Встал. Усмехнувшись, показал на то место в указе, где написано, что брать он может, кого найдёт нужным.
Воевода сердито пошевелил мохнатыми бровями. Однако спорить не стал. Против царицыной воли не пойдёшь.
А Волков, теперь уже не оборачиваясь ни к воеводе, ни к сенатскому подпоручику, всё более и более властно стал диктовать писцу одно за другим имена своих актёров.
Воевода слушал и только с неприязнью покряхтывал: эк распоряжается.
— Ещё Якова Шумского, цирюльника, пиши, — сказал писцу Волков.
— Для причёсок берёшь? — осведомился Дашков. — На что он тебе? И без твоего в столице цирюльники найдутся...
— Яков Данилович Шумской — один из лучших наших актёров, — не глядя на Дашкова, через плечо кинул ему Волков.
В список отъезжающих рядом с Шуйским внесли также Ивана Нарыкова и Алексея Попова.

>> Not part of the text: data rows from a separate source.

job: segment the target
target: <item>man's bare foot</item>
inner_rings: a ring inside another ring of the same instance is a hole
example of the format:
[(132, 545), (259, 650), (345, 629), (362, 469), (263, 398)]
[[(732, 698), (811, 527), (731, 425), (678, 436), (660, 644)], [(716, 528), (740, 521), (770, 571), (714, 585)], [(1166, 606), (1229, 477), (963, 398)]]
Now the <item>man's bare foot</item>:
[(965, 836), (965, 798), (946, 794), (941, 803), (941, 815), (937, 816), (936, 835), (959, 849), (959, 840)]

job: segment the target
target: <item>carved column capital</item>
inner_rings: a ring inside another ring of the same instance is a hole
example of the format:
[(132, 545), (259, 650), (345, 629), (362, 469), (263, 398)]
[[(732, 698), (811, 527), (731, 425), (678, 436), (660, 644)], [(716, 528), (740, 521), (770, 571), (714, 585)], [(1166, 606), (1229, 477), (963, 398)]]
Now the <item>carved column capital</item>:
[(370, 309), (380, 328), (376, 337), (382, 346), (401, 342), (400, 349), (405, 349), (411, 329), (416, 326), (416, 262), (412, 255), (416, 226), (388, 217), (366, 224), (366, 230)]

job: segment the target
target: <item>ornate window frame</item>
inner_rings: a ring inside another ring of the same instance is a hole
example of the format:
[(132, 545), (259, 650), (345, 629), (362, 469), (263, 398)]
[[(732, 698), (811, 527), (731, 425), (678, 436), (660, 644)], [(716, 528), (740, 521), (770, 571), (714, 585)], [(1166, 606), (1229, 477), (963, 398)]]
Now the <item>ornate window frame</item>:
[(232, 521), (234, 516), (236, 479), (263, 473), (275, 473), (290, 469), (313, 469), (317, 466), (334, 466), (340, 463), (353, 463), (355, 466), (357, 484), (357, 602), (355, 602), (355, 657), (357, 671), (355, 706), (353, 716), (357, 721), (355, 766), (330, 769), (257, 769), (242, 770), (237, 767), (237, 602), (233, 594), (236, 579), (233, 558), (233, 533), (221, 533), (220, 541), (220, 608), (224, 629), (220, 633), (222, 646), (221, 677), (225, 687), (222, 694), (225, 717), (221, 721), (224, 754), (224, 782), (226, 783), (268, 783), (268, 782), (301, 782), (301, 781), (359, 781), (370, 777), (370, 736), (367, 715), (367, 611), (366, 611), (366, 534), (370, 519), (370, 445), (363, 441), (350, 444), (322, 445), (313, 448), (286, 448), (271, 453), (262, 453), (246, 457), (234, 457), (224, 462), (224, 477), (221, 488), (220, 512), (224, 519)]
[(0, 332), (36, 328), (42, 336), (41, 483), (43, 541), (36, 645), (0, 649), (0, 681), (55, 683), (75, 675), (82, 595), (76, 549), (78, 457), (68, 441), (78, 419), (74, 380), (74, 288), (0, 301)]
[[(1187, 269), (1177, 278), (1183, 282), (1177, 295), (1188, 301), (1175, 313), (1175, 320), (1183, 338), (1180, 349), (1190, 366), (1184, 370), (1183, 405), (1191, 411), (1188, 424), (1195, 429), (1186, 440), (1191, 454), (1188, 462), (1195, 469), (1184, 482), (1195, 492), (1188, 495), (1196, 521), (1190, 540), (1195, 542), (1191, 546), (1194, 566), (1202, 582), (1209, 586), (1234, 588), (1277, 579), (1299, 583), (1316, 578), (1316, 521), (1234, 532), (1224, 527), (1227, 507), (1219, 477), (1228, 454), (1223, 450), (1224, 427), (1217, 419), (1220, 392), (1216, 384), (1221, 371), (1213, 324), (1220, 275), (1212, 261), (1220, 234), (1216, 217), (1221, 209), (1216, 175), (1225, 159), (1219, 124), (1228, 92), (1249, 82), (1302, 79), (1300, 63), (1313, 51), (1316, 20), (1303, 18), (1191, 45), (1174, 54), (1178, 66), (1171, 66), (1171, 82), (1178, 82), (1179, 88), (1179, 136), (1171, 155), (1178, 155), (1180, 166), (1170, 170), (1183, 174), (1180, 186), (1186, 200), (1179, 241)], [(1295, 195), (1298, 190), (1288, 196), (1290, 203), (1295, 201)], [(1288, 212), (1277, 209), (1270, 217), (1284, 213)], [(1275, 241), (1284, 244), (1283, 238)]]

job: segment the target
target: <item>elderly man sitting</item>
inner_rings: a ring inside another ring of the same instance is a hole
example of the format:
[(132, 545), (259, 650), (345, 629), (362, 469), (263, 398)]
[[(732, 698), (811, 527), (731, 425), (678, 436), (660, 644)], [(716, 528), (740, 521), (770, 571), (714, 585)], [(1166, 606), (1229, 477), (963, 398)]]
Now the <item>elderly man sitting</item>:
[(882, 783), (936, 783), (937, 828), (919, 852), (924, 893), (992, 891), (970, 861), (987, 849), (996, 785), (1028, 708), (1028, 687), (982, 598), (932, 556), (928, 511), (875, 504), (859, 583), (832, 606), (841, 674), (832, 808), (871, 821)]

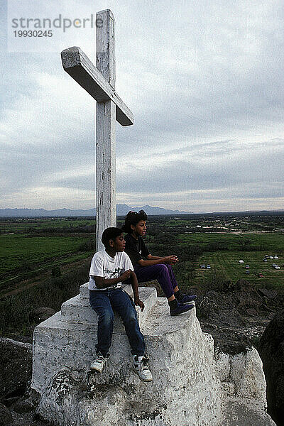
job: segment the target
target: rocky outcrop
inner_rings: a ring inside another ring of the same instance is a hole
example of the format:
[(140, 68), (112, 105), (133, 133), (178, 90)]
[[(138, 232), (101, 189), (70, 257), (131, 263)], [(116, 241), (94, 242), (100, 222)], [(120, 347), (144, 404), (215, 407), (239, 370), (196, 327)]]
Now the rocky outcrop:
[(0, 398), (5, 404), (23, 395), (31, 376), (32, 345), (0, 337)]
[(261, 337), (259, 353), (267, 383), (268, 412), (284, 425), (284, 310), (278, 312)]
[(28, 315), (28, 319), (32, 324), (40, 324), (54, 315), (55, 313), (55, 311), (52, 307), (43, 306), (33, 310)]
[(7, 407), (0, 403), (0, 426), (6, 426), (9, 423), (13, 423), (12, 415)]

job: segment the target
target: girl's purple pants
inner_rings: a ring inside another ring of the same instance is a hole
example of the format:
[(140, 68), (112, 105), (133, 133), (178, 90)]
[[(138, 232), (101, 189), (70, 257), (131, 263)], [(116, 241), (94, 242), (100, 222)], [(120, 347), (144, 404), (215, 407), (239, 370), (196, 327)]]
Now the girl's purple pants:
[(178, 285), (173, 268), (168, 263), (158, 263), (152, 266), (135, 265), (134, 272), (138, 283), (157, 280), (168, 299), (173, 295), (173, 289)]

— Теперь записывай девушку, — строго сказал Волков, снова обращаясь только к писцу.
— Зазноба? — спросил Дашков. В глазах у него сверкнули весёлые огоньки. — Смотри ты!
Фёдор Григорьевич голоса не повысил, но ответил с резкостью:
— Актриса нашего театра! — Писцу велел: — Пиши: Анастасия... — и замялся. Как Настина фамилия?
— Как фамилия? — спросил писец, обмакивая в чернила гусиное перо. — Фамилию-то какую ставить?
Волков вспомнил и сказал:
— Пиши: Анастасия Протасова.
— Кого? Кого? — встрепенулся вдруг воевода. — Это из каких она? Твоя фабричная?
— Крепостная помещика Сухарева, — ответил Волков.
— Крепостная? — протянул воевода.
— Да, крепостная.
— Чья, говоришь, сухаревская?
— Сухаревых, — подтвердил Волков.
Воевода не унимался:
— Каких Сухаревых? Никиты Петровича?
— Никиты Петровича.
— А он что же, Никита Петрович, отпускает её? Или как? — продолжал допытываться воевода.
— А хоть бы и не отпускал?! — почти с вызовом проговорил Волков. — Мне-то что? Имеется указ. А там ясно сказано...
— Где там сказано? — спросил воевода, и глаза его стали круглыми и сердитыми. — Где там про крепостных-то сказано?
Сам он отлично понимал: по этому указу можно было бы крепостную девушку послать в Петербург играть в комедиях. Приказать Сухаревым — это, конечно, нельзя. Но уговорить вполне можно. Де, мол, царская воля!
Ан нет! Этого не будет...
С Лизаветой Перфильевной Сухаревой ему спорить ни к чему. Никак нельзя. Это раз. Собственная жена со свету его сживёт, если он чем-нибудь обидит Сухаревых. Как-никак, кумовья...
Но главное — кто воевода здесь, в Ярославле: он или кто другой? Ишь ты, какой выискался, этот молодчик... Раскомандовался! Больно прыток!
Воевода поднялся с места. Выпрямился. Роста был могучего, собой дороден. В упор взглянул на Волкова, ткнул пальцем в указ:
— Где тут крепостного звания, а ну-ка? Покажи?
Фёдор Григорьевич с удивлением, а скорее даже в недоумении смотрел на воеводу. Чего он взвился? Против царицыного указа?
Воскликнул:
— Да сказано же: кто потребен, из всяких чинов...
— А про имущество господское и крепостные души ничего не сказано, — с упрямством проговорил воевода. — Ты мне не ври...
Еле сдерживая себя, повысив голос, не глядя в указ, а прямо в лицо воеводы, Волков начал читать на память слово в слово, как там написано.
Воевода не дал ему кончить. Оборвал:.
— Говорю, нет ничего! — И, обернувшись к писцу, приказал: — Сухаревскую крепостную там вычеркни.